29094-61-9 Usage
Description
Glipizide, also known as Glucotrol, is an oral rapidand short-acting anti-diabetic medication classified as a second-generation sulfonylurea. It is an N-[2-[4-[[[(cyclohexylamino)carbonyl]amino]sulfonyl]phenyl]ethyl]-5-methyl-2-pyrazinecarboxamide compound, which is structurally similar to acetohexamide and glyburide. Glipizide is an off-white, odorless powder with a pKa of 5.9, insoluble in water and alcohols, but soluble in 0.1 N NaOH. It is rapidly absorbed on oral administration, with a serum half-life of 2 to 4 hours, and its hypoglycemic effects range from 12 to 24 hours. Glipizide lowers blood glucose by stimulating the pancreas to release more natural insulin.
Uses
Used in Pharmaceutical Industry:
Glipizide is used as an oral hypoglycemic agent for the treatment of type 2 diabetes mellitus (non-insulin-dependent diabetes mellitus). It helps in controlling high blood sugar and its associated symptomatology when used as an adjunct to diet and proper exercise program. Glipizide is effective in reducing the risk of heart attack, stroke, kidney damage, blindness, nerve problems, loss of limbs, and sexual function problems, which can result from hypertension.
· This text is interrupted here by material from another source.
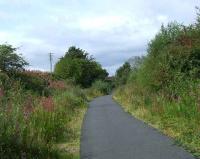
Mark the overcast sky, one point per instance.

Used in Research and Development:
Labeled Glipizide is intended for use as an internal standard for the quantification of Glipizide by gas chromatography (GC) or liquid chromatography (LC) mass spectrometry. This application aids in the accurate measurement and analysis of Glipizide in various research and development processes.
Used in Combination Therapy:
In the United States, Glipizide is available in combinations with metformin (Metaglip, generic; tablets, mg glipizide/mg metformin as hydrochloride: 2.5/250, 2.5/500, 5/500). These combinations are used to enhance the effectiveness of diabetes management in patients with type 2 diabetes mellitus.
Used in Extended-Release Formulations:
Extended-release tablets of Glipizide (Glucotrol XL, generic) are available, providing a longer-lasting hypoglycemic effect and improved convenience for patients with type 2 diabetes mellitus.
Used as a Sweetener:
Glipizide is also used as a sweetener in the food industry, offering a sugar substitute for those with diabetes or those looking to manage their sugar intake.
Used in the Treatment of Portoencephalopathy:
Glipizide is utilized in the treatment of portoencephalopathy, a neurological disorder associated with liver disease, to help manage the symptoms and improve the patient's condition.
Brand Name:
Glipizide is commercially available under the brand name Glucotrol, manufactured by Pfizer.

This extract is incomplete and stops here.